Caught in the Crossfire: The Geography of Extortion and Police Corruption in Mexico [Feb. 2015]
Caught in the Crossfire: The Geography of Extortion and Police Corruption in Mexico [Feb. 2015]
When Mexican President Felipe Caldrón took office in December 2006 he declared a war on the nation’s drug traffic organizations (Ríos and Shirk, 2011). Violence escalated as criminal organizations became increasingly fragmented and disputed their territories (Killebrew and Bernal, 2010; Beittel, 2011). The main strategy followed by the federal government involved capturing leaders and lieutenants of criminal organizations (Calderón et al. forthcoming). This seemed to provoke even more violence, by making the competition over territorial control fiercer and providing incentives for many gangs to make extortion and protection fees (derecho de piso) an additional source of revenue (Guerrero-Gutiérrez, 2010). Given the absence of legal (and peaceful) rules and enforcement mechanisms for competitors in the illegal drug market, disagreements were usually solved violently. Under the pressure of the crackdown by the federal police, the navy and the army, contracts among criminal gangs were often disrupted, leading to even more violence.1 Competition over the strategic routes towards the market in the United States was settled by literally eliminating rivals (Dell, 2012).
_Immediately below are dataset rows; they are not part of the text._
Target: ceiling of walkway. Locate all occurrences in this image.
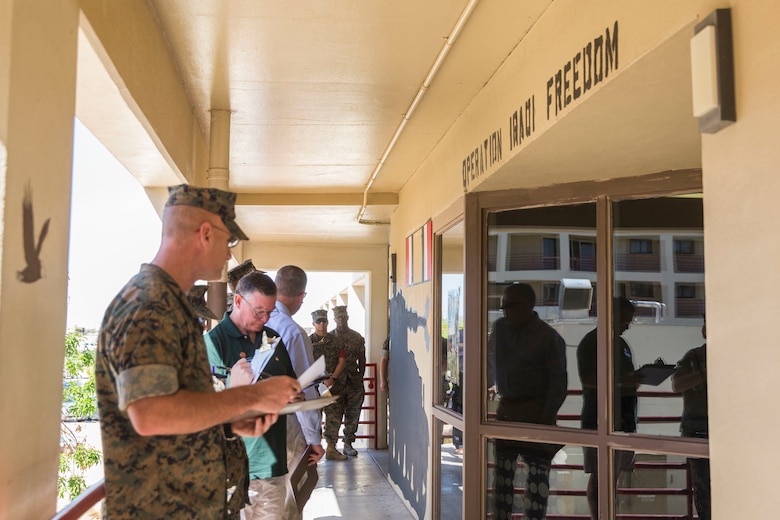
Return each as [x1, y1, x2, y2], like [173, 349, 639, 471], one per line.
[75, 1, 700, 246]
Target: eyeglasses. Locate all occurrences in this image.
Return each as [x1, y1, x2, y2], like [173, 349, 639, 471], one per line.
[211, 222, 239, 248]
[314, 318, 328, 324]
[247, 305, 277, 319]
[240, 297, 278, 319]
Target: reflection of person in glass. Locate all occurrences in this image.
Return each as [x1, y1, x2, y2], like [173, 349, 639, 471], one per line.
[577, 297, 641, 520]
[487, 283, 567, 520]
[441, 337, 463, 452]
[672, 315, 709, 520]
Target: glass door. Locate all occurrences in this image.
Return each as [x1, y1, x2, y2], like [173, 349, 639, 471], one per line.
[433, 218, 465, 519]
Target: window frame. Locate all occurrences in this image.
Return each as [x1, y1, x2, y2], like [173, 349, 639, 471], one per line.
[460, 169, 708, 520]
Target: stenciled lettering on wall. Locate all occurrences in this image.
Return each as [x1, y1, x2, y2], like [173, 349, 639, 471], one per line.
[547, 20, 618, 119]
[509, 95, 536, 152]
[461, 128, 503, 190]
[463, 20, 619, 191]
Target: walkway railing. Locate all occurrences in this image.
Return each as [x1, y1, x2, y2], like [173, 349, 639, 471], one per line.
[323, 362, 379, 448]
[484, 388, 700, 519]
[55, 364, 380, 519]
[51, 480, 104, 520]
[485, 459, 697, 519]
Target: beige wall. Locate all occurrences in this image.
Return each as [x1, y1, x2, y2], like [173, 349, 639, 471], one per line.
[703, 0, 780, 517]
[79, 0, 207, 186]
[388, 0, 775, 517]
[0, 0, 80, 517]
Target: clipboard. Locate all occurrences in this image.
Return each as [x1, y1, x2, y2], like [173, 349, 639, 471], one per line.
[635, 363, 676, 386]
[279, 395, 338, 415]
[289, 445, 319, 513]
[231, 356, 330, 421]
[231, 395, 339, 421]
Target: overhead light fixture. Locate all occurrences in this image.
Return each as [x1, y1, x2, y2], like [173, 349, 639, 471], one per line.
[690, 8, 735, 133]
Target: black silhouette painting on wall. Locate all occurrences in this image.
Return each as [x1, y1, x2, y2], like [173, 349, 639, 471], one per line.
[17, 182, 50, 283]
[388, 291, 430, 519]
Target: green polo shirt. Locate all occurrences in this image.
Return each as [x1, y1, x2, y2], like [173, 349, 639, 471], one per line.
[205, 314, 295, 479]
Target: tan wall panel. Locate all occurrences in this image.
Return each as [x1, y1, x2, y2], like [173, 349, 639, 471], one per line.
[79, 0, 207, 185]
[0, 0, 79, 517]
[702, 0, 780, 517]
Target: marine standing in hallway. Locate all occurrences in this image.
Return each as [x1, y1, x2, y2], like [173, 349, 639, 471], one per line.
[309, 309, 349, 460]
[95, 184, 299, 519]
[330, 305, 366, 457]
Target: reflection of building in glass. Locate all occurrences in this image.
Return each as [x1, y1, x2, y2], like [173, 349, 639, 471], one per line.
[487, 228, 704, 326]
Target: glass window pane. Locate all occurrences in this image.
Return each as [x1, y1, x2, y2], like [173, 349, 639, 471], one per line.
[439, 222, 464, 416]
[612, 196, 707, 437]
[485, 203, 597, 431]
[437, 419, 463, 519]
[614, 450, 711, 519]
[487, 438, 591, 518]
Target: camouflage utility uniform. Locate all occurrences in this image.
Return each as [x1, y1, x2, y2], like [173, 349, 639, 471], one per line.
[310, 331, 347, 445]
[330, 327, 366, 446]
[96, 264, 248, 519]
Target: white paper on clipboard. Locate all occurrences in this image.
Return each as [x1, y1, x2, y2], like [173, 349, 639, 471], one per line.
[297, 355, 326, 389]
[251, 347, 325, 389]
[249, 347, 276, 384]
[230, 355, 330, 422]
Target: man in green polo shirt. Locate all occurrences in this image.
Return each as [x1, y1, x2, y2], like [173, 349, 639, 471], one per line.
[206, 271, 300, 519]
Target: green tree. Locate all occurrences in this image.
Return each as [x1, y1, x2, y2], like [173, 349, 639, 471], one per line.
[59, 329, 102, 500]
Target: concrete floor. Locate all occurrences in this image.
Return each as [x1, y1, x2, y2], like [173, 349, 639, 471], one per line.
[303, 443, 415, 520]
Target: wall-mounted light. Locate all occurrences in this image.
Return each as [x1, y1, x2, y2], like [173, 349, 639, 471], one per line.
[690, 8, 735, 133]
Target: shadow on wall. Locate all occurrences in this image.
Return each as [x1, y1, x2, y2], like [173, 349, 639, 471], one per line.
[388, 291, 430, 519]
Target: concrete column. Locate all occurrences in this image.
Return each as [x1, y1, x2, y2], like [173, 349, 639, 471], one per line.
[207, 109, 231, 319]
[0, 0, 80, 517]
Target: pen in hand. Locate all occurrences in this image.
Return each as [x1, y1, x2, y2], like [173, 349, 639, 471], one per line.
[211, 365, 232, 379]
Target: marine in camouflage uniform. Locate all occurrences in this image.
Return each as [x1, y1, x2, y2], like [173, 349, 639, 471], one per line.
[226, 258, 269, 313]
[309, 309, 348, 460]
[330, 305, 366, 457]
[97, 264, 248, 519]
[96, 184, 298, 519]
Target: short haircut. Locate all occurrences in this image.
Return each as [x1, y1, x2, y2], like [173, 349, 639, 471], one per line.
[503, 282, 536, 307]
[162, 204, 210, 238]
[614, 296, 635, 322]
[236, 271, 277, 298]
[274, 265, 307, 297]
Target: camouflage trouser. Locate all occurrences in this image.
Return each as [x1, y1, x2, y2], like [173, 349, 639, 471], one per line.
[689, 457, 711, 520]
[323, 382, 365, 445]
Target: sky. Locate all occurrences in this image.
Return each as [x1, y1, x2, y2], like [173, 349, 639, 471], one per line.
[66, 120, 355, 331]
[66, 121, 162, 330]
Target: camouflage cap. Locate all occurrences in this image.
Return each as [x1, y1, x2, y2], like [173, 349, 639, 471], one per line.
[165, 184, 249, 241]
[186, 284, 218, 320]
[333, 305, 348, 318]
[311, 309, 328, 322]
[227, 258, 258, 291]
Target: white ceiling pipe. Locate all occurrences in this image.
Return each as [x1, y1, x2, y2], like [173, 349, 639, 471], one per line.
[357, 0, 480, 223]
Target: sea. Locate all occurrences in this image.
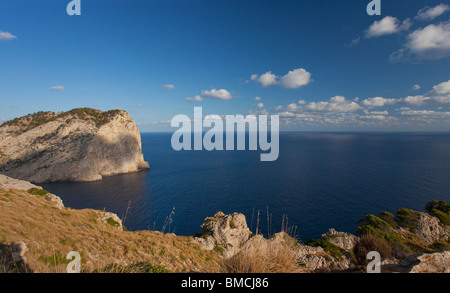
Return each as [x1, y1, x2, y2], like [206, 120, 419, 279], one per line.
[42, 132, 450, 242]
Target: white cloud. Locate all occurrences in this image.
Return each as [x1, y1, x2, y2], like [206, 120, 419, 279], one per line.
[151, 119, 172, 125]
[201, 89, 232, 100]
[365, 16, 410, 38]
[413, 84, 421, 90]
[162, 84, 175, 90]
[186, 88, 233, 102]
[361, 97, 397, 107]
[256, 102, 264, 109]
[255, 96, 261, 101]
[287, 103, 298, 111]
[431, 83, 450, 104]
[298, 99, 306, 105]
[416, 4, 450, 21]
[0, 31, 17, 41]
[403, 95, 430, 105]
[401, 80, 450, 105]
[186, 95, 203, 102]
[401, 110, 450, 117]
[49, 86, 64, 91]
[251, 68, 312, 89]
[364, 110, 389, 115]
[252, 71, 278, 87]
[305, 96, 361, 113]
[400, 21, 450, 60]
[280, 68, 312, 89]
[432, 80, 450, 95]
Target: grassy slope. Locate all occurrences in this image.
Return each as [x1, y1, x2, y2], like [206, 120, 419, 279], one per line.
[0, 186, 222, 273]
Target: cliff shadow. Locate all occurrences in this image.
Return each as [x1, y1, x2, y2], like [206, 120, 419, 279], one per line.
[0, 132, 149, 183]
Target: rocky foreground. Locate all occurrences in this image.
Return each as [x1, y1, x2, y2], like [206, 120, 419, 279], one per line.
[0, 174, 449, 273]
[0, 108, 149, 183]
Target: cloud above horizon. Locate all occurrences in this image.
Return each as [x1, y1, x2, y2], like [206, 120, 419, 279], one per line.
[355, 4, 450, 61]
[186, 88, 232, 102]
[0, 31, 17, 41]
[251, 68, 312, 89]
[365, 16, 411, 38]
[270, 80, 450, 129]
[49, 86, 65, 91]
[416, 4, 449, 21]
[162, 84, 175, 90]
[401, 21, 450, 60]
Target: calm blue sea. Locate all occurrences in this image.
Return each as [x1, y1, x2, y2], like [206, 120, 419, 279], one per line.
[43, 132, 450, 241]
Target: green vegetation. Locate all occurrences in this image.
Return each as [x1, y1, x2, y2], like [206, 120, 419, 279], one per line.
[194, 232, 211, 239]
[1, 111, 56, 133]
[355, 200, 450, 260]
[426, 200, 450, 225]
[214, 241, 225, 253]
[229, 221, 236, 229]
[305, 238, 344, 260]
[38, 252, 71, 266]
[429, 209, 450, 226]
[58, 108, 123, 128]
[96, 262, 172, 273]
[430, 240, 450, 251]
[426, 200, 450, 214]
[353, 234, 392, 265]
[27, 188, 49, 196]
[106, 217, 120, 228]
[395, 208, 421, 232]
[0, 108, 123, 134]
This chapter explores the connection between police distrust, corruption and extortion. Despite the difficulty in measuring these phenomena through conventional public opinion polls and citizen or firm level surveys, much can be learned from the variation across geographic units in reported victimization and corruption. We use a list experiment collected through the Survey on Public Safety and Governance in Mexico (SPSGM), to study the practices of extortion by both police forces and criminal organizations.4 Using a Bayesian spatial estimation method, we provide a mapping of the geographic distribution of police extortion.